- Born: 16 May 1849 Boston
- Died: 14 October 1937 (aged 88)
- Occupations: Banker, Astronomer
- Years active: 1865-1915

= Edwin Forrest Sawyer =

American amateur astronomer

Edwin Forrest Sawyer (16 May 1849-14 October 1937) was a 19th-century American amateur astronomer, best known for his observations of meteors. His observations of meteors are some of the most complete, spanning 1877–1915. He worked with Alexander Stewart Herschel, William Frederick Denning and Seth Carlo Chandler.

Sawyer's work mostly focused on meteor showers. Along with William Frederick Denning, he observed the Leonids of 1866–1868. He kept detailed records of the 1872 Andromedids. In 1880, Sawyer published the first study of the July Aquariids.

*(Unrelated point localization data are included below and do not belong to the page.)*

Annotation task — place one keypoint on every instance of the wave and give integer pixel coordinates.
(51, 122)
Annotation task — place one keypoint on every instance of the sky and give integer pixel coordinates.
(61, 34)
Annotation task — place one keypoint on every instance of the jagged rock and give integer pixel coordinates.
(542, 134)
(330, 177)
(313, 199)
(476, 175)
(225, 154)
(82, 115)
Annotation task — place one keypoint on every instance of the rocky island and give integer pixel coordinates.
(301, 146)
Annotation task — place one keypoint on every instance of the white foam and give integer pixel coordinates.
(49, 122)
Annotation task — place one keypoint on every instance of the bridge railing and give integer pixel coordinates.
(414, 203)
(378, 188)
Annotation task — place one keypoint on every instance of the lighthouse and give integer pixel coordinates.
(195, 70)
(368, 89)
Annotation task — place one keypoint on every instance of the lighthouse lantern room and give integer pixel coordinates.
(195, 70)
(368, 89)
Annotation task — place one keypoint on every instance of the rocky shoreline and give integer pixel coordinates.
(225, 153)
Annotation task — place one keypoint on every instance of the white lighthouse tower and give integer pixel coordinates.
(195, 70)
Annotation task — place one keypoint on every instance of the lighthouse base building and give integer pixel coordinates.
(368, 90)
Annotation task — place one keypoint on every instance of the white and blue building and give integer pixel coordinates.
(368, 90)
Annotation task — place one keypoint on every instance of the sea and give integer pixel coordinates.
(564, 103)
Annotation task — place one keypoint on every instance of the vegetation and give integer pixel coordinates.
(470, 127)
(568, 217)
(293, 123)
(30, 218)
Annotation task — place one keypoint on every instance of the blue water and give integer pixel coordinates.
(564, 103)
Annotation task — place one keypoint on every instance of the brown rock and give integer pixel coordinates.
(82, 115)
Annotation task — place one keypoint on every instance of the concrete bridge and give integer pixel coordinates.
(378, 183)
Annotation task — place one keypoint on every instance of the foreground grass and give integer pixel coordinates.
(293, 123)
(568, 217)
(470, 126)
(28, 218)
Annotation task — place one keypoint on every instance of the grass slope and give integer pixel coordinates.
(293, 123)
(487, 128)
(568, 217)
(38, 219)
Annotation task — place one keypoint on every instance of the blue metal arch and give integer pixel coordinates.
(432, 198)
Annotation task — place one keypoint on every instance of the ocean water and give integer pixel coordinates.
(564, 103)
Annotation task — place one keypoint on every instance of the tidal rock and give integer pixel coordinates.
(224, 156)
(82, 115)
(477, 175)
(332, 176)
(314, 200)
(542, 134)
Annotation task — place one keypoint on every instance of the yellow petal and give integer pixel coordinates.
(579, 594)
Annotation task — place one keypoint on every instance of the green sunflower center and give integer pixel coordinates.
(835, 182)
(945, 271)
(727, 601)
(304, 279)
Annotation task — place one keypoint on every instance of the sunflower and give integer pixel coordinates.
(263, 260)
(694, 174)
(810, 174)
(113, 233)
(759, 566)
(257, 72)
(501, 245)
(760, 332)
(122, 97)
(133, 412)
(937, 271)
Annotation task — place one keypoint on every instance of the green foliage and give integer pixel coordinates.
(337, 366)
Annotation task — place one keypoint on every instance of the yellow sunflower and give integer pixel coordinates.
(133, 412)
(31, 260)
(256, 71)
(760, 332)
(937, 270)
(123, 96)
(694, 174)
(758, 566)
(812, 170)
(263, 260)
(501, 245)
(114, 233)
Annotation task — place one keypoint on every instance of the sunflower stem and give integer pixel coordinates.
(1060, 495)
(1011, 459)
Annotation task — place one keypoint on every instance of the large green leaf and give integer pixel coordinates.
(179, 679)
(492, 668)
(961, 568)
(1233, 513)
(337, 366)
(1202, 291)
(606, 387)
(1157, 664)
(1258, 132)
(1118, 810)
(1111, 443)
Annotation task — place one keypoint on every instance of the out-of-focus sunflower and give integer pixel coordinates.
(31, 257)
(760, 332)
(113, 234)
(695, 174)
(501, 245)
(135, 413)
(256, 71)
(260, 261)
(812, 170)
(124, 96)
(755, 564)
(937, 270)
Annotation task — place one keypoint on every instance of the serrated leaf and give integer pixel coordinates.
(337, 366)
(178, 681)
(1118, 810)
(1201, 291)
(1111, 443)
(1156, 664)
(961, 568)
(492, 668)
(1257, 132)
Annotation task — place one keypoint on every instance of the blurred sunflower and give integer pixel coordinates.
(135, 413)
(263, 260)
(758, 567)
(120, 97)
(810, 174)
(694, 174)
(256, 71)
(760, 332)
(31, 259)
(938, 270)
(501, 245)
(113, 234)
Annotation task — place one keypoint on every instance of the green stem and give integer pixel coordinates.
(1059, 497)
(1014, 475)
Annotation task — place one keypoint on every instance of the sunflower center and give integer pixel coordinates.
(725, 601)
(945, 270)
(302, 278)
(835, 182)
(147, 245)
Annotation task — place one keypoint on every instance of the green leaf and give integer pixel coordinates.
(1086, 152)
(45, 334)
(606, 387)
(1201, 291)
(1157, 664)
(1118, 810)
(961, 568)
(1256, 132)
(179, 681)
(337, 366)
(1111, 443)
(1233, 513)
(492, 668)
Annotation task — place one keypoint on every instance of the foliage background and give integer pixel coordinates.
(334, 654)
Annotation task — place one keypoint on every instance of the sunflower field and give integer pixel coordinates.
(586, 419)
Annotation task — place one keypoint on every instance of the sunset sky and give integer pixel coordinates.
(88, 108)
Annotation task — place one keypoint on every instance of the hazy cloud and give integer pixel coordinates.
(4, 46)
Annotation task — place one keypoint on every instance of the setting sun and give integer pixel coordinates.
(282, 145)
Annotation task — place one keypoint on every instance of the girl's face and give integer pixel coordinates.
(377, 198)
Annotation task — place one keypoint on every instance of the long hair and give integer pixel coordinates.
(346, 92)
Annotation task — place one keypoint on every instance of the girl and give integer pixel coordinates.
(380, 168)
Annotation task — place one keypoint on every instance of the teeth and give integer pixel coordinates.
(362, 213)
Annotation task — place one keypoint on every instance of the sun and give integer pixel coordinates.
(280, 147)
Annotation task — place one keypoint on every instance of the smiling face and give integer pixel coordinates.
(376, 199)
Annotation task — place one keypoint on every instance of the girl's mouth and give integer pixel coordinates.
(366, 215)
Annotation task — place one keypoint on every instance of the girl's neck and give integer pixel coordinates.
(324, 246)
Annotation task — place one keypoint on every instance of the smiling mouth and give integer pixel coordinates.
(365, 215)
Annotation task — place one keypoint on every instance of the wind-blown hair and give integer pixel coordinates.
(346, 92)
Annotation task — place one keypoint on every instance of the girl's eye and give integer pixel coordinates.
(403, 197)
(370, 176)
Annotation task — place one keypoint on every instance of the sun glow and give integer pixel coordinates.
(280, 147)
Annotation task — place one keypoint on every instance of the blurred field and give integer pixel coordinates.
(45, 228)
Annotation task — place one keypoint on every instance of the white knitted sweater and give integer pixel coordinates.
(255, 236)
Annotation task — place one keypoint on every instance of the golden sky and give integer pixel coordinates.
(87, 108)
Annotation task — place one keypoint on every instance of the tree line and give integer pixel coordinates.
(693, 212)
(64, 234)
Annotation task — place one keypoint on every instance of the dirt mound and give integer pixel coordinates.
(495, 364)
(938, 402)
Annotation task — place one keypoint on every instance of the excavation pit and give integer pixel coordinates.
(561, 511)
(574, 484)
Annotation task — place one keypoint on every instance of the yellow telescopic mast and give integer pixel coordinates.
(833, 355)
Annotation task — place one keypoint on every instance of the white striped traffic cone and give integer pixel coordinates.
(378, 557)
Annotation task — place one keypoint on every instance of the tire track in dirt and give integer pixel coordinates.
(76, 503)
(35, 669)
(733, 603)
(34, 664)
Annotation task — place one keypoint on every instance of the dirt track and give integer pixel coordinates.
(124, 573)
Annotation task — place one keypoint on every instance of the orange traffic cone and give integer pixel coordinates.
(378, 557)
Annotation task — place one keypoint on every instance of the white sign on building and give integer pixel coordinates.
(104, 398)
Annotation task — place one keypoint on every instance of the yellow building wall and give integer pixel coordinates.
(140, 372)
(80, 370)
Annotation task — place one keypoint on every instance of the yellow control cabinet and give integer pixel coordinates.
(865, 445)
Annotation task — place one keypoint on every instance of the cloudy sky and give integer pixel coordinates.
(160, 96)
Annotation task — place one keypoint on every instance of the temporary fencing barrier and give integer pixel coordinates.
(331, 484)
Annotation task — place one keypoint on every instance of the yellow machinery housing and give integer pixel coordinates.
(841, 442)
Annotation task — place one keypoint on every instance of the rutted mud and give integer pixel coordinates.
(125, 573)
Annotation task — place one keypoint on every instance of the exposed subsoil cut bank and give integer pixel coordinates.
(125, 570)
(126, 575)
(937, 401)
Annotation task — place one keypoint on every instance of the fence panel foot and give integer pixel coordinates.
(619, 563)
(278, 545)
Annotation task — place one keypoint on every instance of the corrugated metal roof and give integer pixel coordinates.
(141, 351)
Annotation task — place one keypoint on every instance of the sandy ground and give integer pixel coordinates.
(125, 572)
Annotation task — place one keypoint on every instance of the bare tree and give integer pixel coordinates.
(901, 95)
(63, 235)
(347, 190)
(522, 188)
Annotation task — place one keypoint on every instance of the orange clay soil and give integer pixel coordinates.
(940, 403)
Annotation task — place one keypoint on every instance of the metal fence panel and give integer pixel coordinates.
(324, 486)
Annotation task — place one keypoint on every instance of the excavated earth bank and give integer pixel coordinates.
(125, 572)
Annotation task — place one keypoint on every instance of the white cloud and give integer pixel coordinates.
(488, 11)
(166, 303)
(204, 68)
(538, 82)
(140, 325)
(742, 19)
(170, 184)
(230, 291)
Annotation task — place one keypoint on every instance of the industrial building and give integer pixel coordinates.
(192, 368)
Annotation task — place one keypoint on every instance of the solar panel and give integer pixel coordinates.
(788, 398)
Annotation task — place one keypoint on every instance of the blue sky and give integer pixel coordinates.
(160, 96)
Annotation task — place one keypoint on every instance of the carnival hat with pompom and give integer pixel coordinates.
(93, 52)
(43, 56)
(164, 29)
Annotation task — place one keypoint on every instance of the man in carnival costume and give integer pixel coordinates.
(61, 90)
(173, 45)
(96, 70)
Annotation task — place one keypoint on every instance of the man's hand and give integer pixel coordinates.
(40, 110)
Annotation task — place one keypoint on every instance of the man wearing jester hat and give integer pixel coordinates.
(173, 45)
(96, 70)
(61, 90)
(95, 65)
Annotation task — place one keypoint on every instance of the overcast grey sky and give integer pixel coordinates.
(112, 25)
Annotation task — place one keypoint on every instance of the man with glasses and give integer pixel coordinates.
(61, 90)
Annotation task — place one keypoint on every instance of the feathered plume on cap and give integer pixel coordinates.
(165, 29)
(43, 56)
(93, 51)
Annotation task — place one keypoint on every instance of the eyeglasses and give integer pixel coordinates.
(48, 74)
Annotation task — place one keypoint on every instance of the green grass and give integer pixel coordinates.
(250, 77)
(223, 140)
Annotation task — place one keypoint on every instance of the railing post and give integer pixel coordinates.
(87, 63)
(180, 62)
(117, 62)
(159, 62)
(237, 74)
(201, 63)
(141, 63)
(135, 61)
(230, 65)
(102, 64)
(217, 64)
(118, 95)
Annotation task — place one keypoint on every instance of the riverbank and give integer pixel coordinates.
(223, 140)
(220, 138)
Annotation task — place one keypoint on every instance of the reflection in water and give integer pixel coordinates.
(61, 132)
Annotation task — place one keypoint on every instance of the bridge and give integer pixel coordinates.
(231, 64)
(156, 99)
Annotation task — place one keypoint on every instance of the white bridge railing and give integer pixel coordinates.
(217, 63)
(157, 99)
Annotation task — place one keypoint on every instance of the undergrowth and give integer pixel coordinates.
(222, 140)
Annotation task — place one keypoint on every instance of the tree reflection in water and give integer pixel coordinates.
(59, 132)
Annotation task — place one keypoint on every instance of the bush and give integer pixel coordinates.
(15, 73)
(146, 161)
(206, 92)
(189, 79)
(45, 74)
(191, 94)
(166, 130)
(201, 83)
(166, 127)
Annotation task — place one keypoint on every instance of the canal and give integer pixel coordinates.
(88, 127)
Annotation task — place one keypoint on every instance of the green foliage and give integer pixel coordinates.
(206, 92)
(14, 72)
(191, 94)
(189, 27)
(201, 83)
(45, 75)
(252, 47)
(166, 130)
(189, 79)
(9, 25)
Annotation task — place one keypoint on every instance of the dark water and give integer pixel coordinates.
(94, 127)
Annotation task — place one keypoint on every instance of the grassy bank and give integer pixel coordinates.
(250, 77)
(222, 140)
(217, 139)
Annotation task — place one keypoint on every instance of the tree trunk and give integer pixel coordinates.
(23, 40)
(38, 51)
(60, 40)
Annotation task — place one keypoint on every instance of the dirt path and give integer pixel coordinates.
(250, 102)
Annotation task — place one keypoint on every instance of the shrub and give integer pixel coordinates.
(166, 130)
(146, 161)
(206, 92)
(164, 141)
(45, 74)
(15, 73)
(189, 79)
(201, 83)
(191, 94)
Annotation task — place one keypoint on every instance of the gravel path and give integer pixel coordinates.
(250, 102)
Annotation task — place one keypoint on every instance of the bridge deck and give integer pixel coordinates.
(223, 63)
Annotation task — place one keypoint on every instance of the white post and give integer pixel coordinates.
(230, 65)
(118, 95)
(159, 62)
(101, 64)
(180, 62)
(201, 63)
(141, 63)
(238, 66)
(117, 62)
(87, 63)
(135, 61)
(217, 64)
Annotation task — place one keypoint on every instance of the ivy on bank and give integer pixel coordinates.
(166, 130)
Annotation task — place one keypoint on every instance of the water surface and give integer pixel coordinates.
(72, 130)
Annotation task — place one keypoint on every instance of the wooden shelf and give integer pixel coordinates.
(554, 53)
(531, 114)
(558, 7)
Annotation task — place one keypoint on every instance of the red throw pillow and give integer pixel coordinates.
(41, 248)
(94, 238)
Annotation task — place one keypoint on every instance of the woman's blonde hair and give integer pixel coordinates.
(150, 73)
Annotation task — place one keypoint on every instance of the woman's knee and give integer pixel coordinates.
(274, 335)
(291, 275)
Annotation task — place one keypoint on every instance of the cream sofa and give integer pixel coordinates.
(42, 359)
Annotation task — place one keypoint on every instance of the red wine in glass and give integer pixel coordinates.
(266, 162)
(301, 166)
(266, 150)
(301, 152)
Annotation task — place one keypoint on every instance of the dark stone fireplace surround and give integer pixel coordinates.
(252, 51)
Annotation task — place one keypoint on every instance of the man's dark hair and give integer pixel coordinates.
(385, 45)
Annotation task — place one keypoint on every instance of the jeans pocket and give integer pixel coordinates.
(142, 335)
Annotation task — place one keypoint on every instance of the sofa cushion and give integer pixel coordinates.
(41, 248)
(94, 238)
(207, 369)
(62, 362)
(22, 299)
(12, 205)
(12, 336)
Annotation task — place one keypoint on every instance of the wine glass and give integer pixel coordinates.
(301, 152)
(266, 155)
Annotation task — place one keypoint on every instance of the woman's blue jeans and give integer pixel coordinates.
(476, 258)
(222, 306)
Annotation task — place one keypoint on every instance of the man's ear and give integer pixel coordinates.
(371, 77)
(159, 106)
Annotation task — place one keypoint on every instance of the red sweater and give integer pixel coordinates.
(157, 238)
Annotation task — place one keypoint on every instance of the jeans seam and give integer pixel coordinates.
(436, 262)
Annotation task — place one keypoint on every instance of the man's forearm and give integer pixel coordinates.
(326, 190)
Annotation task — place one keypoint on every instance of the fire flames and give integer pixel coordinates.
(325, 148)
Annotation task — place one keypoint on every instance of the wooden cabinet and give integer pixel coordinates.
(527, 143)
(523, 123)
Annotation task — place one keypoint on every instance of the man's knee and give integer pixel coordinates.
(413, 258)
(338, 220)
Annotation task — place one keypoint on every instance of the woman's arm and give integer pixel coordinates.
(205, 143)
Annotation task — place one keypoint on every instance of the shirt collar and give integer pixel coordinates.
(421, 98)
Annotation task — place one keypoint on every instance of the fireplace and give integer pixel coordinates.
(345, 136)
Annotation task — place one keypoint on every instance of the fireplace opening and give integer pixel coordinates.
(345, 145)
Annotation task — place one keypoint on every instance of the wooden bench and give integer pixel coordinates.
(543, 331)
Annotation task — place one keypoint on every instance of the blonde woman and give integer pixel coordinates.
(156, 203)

In 1891, Sawyer made observations of the variable stars 1072 Persei, 2100 Orionis, 4940 Hydrae, 5667 Coronae, 5912 Herculis, 6189 Ophiuchi, 6733 Scuti, and 7120 Cygni. In May 1892, Sawyer published a catalogue of 3,415 southern stars. In 1898, Sawyer studied the Leonid meteor shower in greater detail. He noted that the meteors were of a distinctive green color. Also during this study, he saw recorded observations of ten previously known asteroids.

In 1896, he discovered a new variable star in Gemini, with a magnitude changing between 6.8 and 7.6 every eight days.

He retired in 1915, and died on 14 October 1937, at the age of 88.